Se oyó una voz fuerte que gritaba desde alguna parte:

– ¡Earl! ¡Quédate quieto en seguida! En seguida, ¿me entiendes?

El muchacho se detuvo. En su rostro se dibujó una especie de sonrisa enfermiza. Hizo un movimiento rápido y la manopla de bronce desapareció debajo de la faja que tenía en la cintura.
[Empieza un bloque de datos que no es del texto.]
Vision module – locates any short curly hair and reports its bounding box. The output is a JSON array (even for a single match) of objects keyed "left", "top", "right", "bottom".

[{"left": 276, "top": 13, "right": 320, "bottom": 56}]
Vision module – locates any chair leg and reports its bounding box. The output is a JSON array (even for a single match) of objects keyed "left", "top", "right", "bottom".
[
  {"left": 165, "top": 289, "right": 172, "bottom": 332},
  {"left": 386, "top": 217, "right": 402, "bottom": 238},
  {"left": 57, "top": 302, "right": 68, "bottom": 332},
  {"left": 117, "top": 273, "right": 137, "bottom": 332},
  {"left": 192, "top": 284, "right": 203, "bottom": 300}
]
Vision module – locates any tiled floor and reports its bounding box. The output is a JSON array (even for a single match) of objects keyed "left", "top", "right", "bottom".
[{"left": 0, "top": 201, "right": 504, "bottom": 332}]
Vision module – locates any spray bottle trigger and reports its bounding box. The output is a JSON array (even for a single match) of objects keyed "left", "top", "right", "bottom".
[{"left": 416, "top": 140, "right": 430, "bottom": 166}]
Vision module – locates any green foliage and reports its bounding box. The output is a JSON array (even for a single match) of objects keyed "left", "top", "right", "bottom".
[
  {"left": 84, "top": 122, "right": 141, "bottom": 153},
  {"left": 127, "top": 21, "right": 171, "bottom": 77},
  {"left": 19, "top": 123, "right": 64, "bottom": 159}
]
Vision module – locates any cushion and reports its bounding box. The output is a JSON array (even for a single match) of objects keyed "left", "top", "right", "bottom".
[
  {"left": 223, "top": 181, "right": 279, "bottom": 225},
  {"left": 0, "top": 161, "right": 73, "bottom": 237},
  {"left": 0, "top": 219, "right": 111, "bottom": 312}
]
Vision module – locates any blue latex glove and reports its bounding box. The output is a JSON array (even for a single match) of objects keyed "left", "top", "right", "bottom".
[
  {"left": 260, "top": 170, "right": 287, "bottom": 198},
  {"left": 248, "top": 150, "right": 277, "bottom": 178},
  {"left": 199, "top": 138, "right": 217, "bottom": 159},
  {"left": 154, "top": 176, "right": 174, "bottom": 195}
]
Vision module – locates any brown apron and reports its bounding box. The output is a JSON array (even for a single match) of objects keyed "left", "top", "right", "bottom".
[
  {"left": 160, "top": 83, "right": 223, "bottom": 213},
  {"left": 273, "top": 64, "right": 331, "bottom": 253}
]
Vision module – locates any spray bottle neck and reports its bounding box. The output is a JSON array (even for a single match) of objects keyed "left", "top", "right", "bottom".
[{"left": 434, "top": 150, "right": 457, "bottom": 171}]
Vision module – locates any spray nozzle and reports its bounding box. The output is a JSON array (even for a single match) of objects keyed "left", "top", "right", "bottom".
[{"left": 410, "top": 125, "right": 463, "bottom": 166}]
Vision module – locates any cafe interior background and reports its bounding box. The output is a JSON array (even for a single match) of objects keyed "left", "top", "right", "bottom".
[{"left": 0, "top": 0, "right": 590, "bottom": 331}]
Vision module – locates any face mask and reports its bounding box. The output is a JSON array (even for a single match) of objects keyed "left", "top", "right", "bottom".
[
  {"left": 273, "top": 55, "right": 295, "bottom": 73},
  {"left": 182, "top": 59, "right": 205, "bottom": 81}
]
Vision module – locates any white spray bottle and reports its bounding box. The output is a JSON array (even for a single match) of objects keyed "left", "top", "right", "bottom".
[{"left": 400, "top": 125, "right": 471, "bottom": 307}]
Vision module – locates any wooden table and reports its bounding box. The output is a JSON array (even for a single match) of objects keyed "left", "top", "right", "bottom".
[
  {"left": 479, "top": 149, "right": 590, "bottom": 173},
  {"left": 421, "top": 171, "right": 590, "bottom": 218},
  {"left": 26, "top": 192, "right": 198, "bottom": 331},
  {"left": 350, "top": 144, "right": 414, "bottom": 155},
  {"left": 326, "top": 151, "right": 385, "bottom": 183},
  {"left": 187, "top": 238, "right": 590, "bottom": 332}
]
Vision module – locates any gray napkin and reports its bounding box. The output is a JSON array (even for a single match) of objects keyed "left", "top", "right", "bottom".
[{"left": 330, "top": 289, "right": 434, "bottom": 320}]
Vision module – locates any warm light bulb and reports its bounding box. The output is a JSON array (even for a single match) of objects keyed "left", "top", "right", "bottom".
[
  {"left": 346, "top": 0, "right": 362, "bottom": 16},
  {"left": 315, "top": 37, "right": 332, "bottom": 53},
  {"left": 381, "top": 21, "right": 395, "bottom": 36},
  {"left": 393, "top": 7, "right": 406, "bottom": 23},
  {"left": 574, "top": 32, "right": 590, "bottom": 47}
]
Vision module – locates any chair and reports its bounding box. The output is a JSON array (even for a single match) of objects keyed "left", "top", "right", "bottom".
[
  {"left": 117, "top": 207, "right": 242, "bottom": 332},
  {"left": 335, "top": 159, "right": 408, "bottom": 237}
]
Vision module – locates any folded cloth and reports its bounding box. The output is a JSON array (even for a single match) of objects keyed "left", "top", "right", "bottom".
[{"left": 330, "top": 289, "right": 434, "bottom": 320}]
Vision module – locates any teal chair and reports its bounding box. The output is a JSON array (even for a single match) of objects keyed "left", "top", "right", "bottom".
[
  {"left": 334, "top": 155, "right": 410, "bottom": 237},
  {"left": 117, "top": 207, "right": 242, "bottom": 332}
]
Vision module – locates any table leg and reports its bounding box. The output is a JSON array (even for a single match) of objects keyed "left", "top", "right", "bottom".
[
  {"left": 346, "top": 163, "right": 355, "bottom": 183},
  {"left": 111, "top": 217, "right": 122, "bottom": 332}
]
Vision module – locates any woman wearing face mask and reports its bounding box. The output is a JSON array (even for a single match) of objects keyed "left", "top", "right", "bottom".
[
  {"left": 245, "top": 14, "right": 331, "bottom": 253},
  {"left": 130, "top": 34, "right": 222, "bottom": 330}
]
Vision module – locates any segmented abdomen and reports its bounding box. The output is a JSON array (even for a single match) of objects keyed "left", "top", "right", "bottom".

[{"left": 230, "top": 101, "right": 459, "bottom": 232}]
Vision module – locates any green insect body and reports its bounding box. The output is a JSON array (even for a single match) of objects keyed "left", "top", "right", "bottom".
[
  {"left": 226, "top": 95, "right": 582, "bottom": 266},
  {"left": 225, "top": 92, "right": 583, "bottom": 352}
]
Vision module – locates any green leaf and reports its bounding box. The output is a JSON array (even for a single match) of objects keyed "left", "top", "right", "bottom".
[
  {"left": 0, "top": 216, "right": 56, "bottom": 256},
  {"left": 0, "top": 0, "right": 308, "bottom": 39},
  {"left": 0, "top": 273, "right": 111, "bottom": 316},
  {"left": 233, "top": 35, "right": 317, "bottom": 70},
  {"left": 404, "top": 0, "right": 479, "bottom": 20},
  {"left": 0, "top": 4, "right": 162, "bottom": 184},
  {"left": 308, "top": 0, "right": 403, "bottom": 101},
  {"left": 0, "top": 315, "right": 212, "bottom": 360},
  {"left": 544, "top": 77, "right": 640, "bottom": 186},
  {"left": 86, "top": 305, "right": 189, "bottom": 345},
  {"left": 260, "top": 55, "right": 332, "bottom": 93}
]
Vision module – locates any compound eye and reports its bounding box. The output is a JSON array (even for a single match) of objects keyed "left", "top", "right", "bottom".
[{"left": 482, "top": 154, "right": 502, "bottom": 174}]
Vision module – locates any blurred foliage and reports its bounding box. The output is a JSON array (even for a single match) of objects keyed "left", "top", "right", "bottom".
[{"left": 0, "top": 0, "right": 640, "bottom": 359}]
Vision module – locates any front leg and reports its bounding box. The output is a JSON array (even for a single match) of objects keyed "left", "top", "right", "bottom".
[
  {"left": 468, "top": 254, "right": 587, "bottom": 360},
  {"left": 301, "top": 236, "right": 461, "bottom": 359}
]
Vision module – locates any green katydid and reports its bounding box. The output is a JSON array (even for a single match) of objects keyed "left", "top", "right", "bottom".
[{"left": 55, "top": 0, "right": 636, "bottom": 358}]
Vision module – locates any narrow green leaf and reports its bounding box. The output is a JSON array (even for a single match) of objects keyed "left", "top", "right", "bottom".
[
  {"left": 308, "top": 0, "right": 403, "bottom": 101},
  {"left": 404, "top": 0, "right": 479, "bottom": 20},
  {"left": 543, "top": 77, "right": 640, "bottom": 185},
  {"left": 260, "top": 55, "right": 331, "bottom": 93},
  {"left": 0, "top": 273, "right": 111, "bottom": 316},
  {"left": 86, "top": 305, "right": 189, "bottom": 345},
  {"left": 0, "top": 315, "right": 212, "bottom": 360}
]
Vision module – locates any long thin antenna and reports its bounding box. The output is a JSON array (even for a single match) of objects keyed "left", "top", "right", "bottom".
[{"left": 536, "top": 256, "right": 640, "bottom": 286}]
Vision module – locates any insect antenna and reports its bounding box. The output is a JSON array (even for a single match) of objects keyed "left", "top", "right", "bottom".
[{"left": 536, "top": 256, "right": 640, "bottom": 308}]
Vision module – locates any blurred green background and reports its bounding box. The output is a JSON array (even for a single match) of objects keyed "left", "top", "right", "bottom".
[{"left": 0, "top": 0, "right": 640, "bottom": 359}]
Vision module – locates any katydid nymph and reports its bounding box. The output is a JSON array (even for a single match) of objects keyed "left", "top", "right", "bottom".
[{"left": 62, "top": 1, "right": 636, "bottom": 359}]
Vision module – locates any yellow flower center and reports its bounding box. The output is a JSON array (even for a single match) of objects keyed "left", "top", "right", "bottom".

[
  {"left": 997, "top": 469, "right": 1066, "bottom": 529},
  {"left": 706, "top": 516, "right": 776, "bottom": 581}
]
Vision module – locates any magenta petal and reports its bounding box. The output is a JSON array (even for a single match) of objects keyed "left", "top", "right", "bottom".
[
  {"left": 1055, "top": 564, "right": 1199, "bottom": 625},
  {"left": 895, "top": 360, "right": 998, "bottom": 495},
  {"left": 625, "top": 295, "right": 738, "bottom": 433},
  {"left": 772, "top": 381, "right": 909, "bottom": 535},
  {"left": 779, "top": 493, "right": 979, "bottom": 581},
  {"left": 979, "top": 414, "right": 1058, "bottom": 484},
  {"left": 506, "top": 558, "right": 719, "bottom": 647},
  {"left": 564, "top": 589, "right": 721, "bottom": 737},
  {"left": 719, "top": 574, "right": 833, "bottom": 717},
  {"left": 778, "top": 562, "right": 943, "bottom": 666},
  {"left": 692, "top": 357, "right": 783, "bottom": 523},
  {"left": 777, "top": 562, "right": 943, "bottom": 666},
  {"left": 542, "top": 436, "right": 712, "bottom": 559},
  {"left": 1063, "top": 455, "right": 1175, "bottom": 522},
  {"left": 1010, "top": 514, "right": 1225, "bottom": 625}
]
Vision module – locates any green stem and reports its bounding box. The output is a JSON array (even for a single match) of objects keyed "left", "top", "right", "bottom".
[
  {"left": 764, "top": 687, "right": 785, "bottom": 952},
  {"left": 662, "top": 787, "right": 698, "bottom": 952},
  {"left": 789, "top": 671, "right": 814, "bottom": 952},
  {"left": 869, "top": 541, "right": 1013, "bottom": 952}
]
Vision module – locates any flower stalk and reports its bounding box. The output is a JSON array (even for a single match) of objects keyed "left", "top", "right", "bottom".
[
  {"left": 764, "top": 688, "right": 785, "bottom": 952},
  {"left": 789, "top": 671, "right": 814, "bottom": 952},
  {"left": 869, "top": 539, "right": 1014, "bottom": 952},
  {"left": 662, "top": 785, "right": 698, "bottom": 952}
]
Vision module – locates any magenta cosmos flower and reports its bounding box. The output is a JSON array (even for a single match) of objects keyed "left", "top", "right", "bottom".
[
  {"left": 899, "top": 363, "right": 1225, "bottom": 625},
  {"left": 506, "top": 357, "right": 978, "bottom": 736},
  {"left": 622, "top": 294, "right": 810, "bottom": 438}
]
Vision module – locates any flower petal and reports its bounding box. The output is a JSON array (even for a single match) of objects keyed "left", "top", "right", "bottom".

Me di vuelta y vi a un hombre de complexión robusta y camisa hawaiana, quien se dirigió apresuradamente hacia nosotros por uno de los caminos entre los árboles, moviendo las manos. Se aproximó respirando muy agitado.

– ¿Estás loco, Earl?

– No me diga nunca eso, Doc -contestó Earl con suavidad. Entonces se sonrió, dio la vuelta y fue a sentarse en la escalera de la casa. Se sacó el chato sombrero, extrajo de no sé dónde un peine y comenzó a peinarse el cabello oscuro y abundante con expresión distraída. Después de uno o dos segundos empezó a silbar de nuevo suavemente.

El recién llegado se detuvo, me miró y yo hice lo mismo.

– ¿Qué pasa aquí? -vociferó de mal humor-. ¿Quién es usted, señor?

– Me llamo Marlowe. Vine a preguntar por el doctor Verringer. El muchacho que usted llama Earl parece que tenía ganas de jugar. Me imagino que la culpa la tiene el calor.

– Yo soy el doctor Verringer -dijo con dignidad. Dio vuelta a la cabeza y dirigiéndose al muchacho ordenó-: Vete a casa, Earl.

Earl se levantó lentamente. Miró al doctor Verringer con una mirada pensativa, escrutadora, subió las escaleras y levantó la persiana para pasar. Una nube de moscas empezó a zumbar y a revolotear, pero se posó en seguida en la persiana cuando la puerta se cerró.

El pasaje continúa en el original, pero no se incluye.